Molti gruppi blues americani hanno deciso in tempi recenti di proporsi con un assetto scheletrico: il trio chitarra-chitarra-batteria per Demolition Doll Rods e Blues Explosion, il semplice duo chitarra-batteria per Bassholes, Immortal Lee County Killers, Black Keys, 20 Miles e White Stripes; ma è con Jawbone che questa tendenza viene portata alle estreme conseguenze, poichè dietro la sigla si cela addirittura una-sola-persona che ha registrato le qui presenti 14 tracce d’esordio nella cantina di casa sua a Detroit suonando live, quindi in contemporanea, una chitarra slide, un’armonica ed una percussione a pedale (per la precisione i due pedali della batteria: la grancassa ed il piatto…).

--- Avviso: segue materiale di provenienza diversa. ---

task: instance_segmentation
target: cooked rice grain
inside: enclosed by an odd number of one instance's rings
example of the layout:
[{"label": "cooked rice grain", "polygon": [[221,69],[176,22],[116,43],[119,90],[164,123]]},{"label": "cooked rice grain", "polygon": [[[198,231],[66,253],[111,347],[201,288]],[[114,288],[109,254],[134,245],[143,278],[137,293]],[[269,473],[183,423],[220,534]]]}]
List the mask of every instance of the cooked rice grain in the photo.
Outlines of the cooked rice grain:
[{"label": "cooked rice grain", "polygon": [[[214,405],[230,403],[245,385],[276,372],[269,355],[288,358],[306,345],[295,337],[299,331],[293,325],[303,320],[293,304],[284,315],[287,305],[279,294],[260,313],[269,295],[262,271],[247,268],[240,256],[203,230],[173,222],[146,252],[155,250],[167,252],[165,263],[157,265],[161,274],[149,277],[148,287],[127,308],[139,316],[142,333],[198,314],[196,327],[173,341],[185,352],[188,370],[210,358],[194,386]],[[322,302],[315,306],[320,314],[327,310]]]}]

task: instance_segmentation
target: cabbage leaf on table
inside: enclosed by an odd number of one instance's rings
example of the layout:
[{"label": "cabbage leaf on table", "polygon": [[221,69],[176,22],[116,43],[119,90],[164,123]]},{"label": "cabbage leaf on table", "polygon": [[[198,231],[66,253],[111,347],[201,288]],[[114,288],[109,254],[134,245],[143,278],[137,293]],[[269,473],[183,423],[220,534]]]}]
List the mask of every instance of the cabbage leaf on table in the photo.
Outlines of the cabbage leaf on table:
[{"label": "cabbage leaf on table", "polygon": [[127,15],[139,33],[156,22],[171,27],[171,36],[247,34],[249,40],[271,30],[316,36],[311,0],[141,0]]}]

Il risultato è la musica ideale da portare con voi al prossimo rito voodoo nei boschi del Mississippi: un ruggito primitivo che rispetta la regola delle 12 battute blues ma calpesta tutte quelle del music business contemporaneo, come ad esempio l’esigenza di essere “moderni” e alla portata dei teen-agers. Se siete delle schiappe di diciott’anni, dunque, state attenti: nella musica di Jawbone non vuole esserci alcuna operazione di svecchiamento del blues, nè tantomeno la volontà di suonare punk-blues condito con Elvis Presley come fa Jon Spencer, e questo per un semplice motivo: nella cantina di Jawbone il punk non è stato ancora inventato, e probabilmente neppure Elvis è ancora nato!
I riferimenti di Jawbone sono piuttosto gli antichi bluesman neri che suonavano nelle bettole seduti su una seggiola come fa lui: Lightning Hopkins, Robert Johnson, John Lee Hooker, Leadbelly. La voce ringhia nel microfono allo stesso modo dei suddetti, l’armonica e la chitarra sono suonate da dio, il tamburo è volutamente primordiale, il suono è grezzo come quello che usciva dagli antichi transistor settant’anni fa, il blues è caotico, trascinante ed intenso al massimo grado possibile.
Durante un giro promozionale in Gran Bretagna, Jawbone è stato invitato a registrare alla radio da John Peel per la BBC, e questo potrebbe essere un buon trampolino di lancio per lui; diverte infine osservare che la microscopica etichetta Loose abbia persino estratto un singolo dal disco: ‘Hi-de-fi’: un sozzissimo blues (ma c’era l’imbarazzo della scelta…) che sarebbe stato perfetto come canzone dell’anno ma… nel 1938, al massimo!